80 unemployed youth from Eastern and Western Cape were given an innovative opportunity to access fourth industrial revolution opportunities, through a unique training and education intervention initiated by local NPO Abaguquli.
Abaguquli – which means transformers in Zulu – is a non-profit organisation founded on the philosophy of transforming lives through education and innovation. They offer a range of training interventions with the specific aim of enabling youth to become financially independent through freelancing work opportunities, co-operatives, and small businesses that address the daily needs of life and industry in the technology era.
The learners, 40 from Elsies River Western Cape and 40 from Gqeberha Eastern Cape have participated in a 4-month programme aimed at addressing the current skills and qualifications required to earn a living or generate an income.
Students learn how to build a website to promote their personal profiles as a freelancer or micro business. They’re exposed to eCommerce, apps, bots, and plugins to make their websites work for them. Each student leaves with the digital marketing skills to promote their business website online as well as the ability to pitch their skills and vie for paying gigs on freelancer platforms.
At the end of the course, students will be able to:
- Build a website with Yola.com.
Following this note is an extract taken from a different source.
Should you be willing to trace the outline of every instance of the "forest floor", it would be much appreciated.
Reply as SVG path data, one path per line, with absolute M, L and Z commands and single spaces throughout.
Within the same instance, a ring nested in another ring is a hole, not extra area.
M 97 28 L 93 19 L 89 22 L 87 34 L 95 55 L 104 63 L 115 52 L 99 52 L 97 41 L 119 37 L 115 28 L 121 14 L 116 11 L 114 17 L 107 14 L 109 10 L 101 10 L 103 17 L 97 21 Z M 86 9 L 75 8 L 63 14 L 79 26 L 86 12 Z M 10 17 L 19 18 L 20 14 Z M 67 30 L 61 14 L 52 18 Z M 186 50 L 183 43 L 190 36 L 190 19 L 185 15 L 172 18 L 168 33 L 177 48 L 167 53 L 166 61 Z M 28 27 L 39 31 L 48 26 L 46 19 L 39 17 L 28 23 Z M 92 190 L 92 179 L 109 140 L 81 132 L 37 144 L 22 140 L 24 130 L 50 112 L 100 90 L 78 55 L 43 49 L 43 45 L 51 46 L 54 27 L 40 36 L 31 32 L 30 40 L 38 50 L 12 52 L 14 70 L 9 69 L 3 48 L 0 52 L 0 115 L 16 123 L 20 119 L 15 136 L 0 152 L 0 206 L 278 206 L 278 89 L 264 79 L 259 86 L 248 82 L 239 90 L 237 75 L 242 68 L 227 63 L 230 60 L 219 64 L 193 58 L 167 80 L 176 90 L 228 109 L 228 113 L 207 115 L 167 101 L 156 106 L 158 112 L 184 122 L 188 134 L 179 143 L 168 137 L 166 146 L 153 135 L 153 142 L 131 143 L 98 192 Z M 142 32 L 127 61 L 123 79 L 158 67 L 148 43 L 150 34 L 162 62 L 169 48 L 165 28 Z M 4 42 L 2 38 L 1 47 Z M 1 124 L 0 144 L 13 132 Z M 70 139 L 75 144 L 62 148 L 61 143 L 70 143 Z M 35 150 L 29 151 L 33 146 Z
Sites are eCommerce enabled allowing learners to sell products, chat with customers, and book appointments online.
- Promote their profile and micro-business on social media platforms and to sell their skills on freelancer marketplaces.
“The high youth unemployment rate in South Africa, particularly unemployed graduates, means we need a different model and a different approach for young people,” says Aasiyah Adams CEO and Founder of Abaguquli.
“We need tech-savvy young people that are able to start businesses and service clients around the world through remote working opportunities,” added Adams.
The Fourth Industrial Revolution (4IR) or Industry 4.0 as it is also commonly referred to, is the age of digitisation, automation, smart cities, and factories. 4IR is not just about technology, but also about integration, about greater productivity and efficiency, and includes advancements that have pervaded every aspect of modern life.
“Whilst the local economy doesn’t currently have the capacity to absorb unemployed youth en masse, this era of tech innovation and global economic growth, is a means for youth to unlock market opportunities beyond their geographic location to generate an income,” Adams continued.
In addition to this cohort of upcoming graduates, Abaguquli, which only started operating in 2020, has already seen over 200 learners from Western Cape and Gauteng achieve their remote pilot license (SACAA drone license). They’ve also rolled out courses in 3D printing, Laser printing, Coding, and Arduino electronics as well as 3D mapping for precision agriculture.
Abaguquli is currently working on building mobile labs, fully equipped with state-of-the-art technology, drone simulators, and a humanoid, where learners can explore coding, artificial intelligence, data analysis, robotics, and other 4IR skills.
The objective is to drive the trucks to remote rural areas to create awareness and run mini-workshops to educate young minds about future skills. Abaguquli wants to reach out to marginilised individuals and in areas where unemployment and poverty are high. Their vision is that young people could choose careers and paths that will create financial independence through E-commerce and remote working opportunities presented globally.
“I am extremely excited about this opportunity for these rural communities and am currently engaging with stakeholders in this regard,” added Adams.
This group of 80 learners graduated on 18 June in Elsies River Western Cape and 25 June in Gqeberha Eastern Cape.
“We are so proud of these young men and women that have pushed through many hardships, misfortunes, and even some physical disabilities to take the reigns of their own futures,” concluded Adams.